The African White-backed vulture was safely secured in a smallish enclosure and had to be caught. It was quite feisty and was prepared to put up a fight. It had a broken wing and had obviously been grounded for quite some time, and was very thin, but it was still strong. Apparently, it had been brave enough to walk into a kraal with the cattle on a nearby farm and could be rescued. The rescuers took it to the nature reserve, where it was fed and given water by the manager, Rikus. Peter fabricated a slightly bigger box by combining two boxes and taping them together, then punching holes into it for ventilation.
After safely depositing the vulture into the box, Peter held the box on his lap during the first part of the trip. By now, it was midday, the sun was shining, the temperature was much higher, and we drove with both windows open to ensure that the bird had enough airflow. I have to confess that for the first time ever, I was travelling with Karbadust but had completely forgotten to use it. That was to be regretted! It wasn’t long before Peter informed me that the lice were coming out of the box through the holes! We changed places after a couple of hours, and I held the box, with the lice still crawling through the holes. We were both itching and scratching madly! One could only laugh at the situation and bear up. The bird did not seem to mind its slightly cramped quarters and finished the trip in good spirits.
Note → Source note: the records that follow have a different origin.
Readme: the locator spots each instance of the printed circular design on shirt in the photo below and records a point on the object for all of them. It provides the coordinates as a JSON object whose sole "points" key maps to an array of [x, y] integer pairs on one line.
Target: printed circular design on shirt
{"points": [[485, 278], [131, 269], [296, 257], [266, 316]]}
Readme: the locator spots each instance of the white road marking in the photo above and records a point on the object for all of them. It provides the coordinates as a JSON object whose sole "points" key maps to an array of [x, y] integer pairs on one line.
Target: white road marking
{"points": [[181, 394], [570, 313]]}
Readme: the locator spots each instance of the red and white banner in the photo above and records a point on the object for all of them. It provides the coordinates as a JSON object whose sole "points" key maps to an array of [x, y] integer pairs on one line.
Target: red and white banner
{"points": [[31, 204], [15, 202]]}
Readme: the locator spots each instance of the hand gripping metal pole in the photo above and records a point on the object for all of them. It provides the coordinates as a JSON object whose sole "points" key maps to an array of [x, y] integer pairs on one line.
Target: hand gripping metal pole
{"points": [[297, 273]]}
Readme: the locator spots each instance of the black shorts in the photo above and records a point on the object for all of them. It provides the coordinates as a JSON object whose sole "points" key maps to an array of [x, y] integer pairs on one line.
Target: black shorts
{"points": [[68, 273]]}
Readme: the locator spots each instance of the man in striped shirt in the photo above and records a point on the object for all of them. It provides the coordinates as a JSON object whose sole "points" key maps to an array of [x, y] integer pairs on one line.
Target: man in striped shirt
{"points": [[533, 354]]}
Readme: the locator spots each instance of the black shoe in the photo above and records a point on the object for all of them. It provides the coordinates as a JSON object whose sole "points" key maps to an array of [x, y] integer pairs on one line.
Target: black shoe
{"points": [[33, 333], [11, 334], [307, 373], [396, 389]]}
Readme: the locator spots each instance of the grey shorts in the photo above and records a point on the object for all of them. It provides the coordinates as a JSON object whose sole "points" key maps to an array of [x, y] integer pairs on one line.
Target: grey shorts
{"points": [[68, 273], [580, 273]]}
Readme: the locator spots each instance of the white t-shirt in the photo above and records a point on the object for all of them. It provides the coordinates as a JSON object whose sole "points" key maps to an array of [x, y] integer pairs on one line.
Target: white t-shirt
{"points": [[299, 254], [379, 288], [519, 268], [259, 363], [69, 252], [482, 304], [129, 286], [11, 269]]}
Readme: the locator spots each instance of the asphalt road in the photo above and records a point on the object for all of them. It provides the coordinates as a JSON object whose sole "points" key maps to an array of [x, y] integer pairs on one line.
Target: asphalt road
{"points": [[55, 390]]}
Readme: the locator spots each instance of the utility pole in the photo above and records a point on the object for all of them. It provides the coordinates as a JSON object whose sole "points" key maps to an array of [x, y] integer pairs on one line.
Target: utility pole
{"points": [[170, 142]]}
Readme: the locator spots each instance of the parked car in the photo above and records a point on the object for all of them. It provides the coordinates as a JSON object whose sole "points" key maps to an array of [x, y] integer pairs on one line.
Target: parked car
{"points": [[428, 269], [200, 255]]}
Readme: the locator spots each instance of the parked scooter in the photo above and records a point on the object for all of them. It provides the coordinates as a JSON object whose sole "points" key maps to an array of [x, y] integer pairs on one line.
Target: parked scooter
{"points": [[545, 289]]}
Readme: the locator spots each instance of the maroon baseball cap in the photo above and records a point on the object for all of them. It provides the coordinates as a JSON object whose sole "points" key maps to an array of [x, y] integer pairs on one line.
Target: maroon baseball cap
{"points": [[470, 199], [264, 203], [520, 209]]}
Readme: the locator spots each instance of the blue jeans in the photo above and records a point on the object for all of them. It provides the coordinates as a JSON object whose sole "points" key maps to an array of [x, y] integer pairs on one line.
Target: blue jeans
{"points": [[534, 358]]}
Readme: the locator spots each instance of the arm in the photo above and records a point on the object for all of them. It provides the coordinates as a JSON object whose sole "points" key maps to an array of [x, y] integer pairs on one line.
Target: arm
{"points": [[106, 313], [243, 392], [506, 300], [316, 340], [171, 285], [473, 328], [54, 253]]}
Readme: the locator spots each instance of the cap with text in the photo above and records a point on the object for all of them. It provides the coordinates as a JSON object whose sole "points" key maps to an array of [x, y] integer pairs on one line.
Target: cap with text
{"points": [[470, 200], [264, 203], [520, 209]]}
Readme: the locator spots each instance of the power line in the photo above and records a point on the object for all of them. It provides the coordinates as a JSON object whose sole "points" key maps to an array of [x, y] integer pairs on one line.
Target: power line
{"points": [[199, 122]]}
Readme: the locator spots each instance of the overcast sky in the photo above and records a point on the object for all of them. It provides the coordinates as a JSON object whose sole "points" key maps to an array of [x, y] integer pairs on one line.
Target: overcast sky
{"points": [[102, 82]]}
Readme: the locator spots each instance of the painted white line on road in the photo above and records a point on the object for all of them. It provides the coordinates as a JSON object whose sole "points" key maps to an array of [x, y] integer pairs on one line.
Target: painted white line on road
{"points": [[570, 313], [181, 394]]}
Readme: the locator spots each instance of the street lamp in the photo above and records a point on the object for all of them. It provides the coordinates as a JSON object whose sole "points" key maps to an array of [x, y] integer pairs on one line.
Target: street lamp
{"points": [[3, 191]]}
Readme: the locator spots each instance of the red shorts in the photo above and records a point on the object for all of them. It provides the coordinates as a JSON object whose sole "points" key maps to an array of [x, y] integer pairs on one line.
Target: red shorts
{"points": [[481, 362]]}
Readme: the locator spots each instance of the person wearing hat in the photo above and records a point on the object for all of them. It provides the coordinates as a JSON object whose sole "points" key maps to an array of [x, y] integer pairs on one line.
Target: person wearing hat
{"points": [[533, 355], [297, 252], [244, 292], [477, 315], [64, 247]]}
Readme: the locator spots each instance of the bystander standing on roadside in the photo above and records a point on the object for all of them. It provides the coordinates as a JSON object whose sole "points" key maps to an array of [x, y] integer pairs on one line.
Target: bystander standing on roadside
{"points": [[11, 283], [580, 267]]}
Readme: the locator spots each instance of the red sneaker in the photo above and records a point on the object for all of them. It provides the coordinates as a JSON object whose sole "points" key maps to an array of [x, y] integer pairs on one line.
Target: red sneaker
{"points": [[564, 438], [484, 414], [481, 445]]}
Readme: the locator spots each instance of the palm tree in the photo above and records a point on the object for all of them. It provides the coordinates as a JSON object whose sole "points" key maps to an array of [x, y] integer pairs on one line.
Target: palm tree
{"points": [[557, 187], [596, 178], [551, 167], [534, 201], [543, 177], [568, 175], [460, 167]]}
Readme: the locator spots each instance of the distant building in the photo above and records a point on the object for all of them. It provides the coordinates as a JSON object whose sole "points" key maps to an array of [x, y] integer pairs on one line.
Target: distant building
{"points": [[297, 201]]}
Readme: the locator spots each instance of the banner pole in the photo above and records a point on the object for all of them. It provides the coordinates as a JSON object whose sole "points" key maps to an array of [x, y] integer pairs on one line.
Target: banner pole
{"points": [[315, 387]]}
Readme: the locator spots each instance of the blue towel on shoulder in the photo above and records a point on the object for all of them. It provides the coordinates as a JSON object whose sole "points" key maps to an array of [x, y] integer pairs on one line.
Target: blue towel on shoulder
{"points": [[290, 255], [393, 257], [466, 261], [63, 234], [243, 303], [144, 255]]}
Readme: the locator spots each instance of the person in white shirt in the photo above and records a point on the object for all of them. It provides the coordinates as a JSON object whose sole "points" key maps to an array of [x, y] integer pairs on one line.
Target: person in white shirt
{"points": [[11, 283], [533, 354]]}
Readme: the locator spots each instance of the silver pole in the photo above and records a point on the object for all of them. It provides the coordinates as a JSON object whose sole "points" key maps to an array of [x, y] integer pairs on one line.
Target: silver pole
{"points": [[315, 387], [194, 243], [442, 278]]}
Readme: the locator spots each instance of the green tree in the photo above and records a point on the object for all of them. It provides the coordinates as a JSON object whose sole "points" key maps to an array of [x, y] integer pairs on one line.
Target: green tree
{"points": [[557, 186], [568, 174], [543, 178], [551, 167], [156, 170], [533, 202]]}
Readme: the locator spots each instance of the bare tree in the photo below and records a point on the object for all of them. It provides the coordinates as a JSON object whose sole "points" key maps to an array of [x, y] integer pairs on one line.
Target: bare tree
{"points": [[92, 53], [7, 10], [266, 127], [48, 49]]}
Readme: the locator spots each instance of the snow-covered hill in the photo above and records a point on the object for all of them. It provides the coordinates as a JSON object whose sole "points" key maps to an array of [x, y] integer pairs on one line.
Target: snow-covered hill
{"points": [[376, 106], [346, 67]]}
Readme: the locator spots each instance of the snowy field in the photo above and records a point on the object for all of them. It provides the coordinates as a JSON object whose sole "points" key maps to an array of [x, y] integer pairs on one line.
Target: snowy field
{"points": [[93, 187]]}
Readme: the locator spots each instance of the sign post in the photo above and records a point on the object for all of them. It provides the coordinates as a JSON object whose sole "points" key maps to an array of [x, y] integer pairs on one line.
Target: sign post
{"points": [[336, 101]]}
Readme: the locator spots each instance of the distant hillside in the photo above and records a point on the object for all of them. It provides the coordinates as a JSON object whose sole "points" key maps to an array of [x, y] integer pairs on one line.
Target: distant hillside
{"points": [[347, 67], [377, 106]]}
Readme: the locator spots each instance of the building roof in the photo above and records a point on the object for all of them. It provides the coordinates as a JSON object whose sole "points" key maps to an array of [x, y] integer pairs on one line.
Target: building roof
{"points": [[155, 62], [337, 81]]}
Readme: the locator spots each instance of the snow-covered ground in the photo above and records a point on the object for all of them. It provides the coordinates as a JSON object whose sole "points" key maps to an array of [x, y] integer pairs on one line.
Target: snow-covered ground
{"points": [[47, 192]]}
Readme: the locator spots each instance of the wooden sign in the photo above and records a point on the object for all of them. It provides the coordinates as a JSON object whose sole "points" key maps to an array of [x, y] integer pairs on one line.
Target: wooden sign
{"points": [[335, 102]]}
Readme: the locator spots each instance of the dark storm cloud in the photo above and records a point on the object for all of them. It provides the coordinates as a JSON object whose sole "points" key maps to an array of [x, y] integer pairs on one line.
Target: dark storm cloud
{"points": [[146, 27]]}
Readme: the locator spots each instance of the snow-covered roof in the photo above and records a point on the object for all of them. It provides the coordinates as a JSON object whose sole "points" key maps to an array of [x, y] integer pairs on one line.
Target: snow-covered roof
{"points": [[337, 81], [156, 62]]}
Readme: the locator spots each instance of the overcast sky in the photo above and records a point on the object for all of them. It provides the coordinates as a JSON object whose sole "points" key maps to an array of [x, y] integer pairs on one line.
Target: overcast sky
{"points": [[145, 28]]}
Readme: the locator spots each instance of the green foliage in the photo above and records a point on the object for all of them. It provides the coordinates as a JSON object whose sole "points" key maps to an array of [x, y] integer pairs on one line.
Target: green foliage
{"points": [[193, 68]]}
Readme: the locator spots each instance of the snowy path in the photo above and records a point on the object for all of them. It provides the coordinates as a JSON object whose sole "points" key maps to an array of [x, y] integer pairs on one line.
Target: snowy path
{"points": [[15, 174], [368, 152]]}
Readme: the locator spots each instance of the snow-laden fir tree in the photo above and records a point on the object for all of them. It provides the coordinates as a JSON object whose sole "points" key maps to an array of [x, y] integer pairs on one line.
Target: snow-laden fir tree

Luckily the Corsa was also getting into the fast driving mode like the Bantam. It just wanted to get the vulture to Vulpro as quickly as possible. On reaching Vulpro, and after being assessed and ‘karbadusted’, it was given food. It could not eat fast enough. It was so hungry!
Although its wing would be amputated, and the vulture would become another permanent resident at VupPro, it was a successful and fun rescue. May its offspring get back into the wild and help save the species.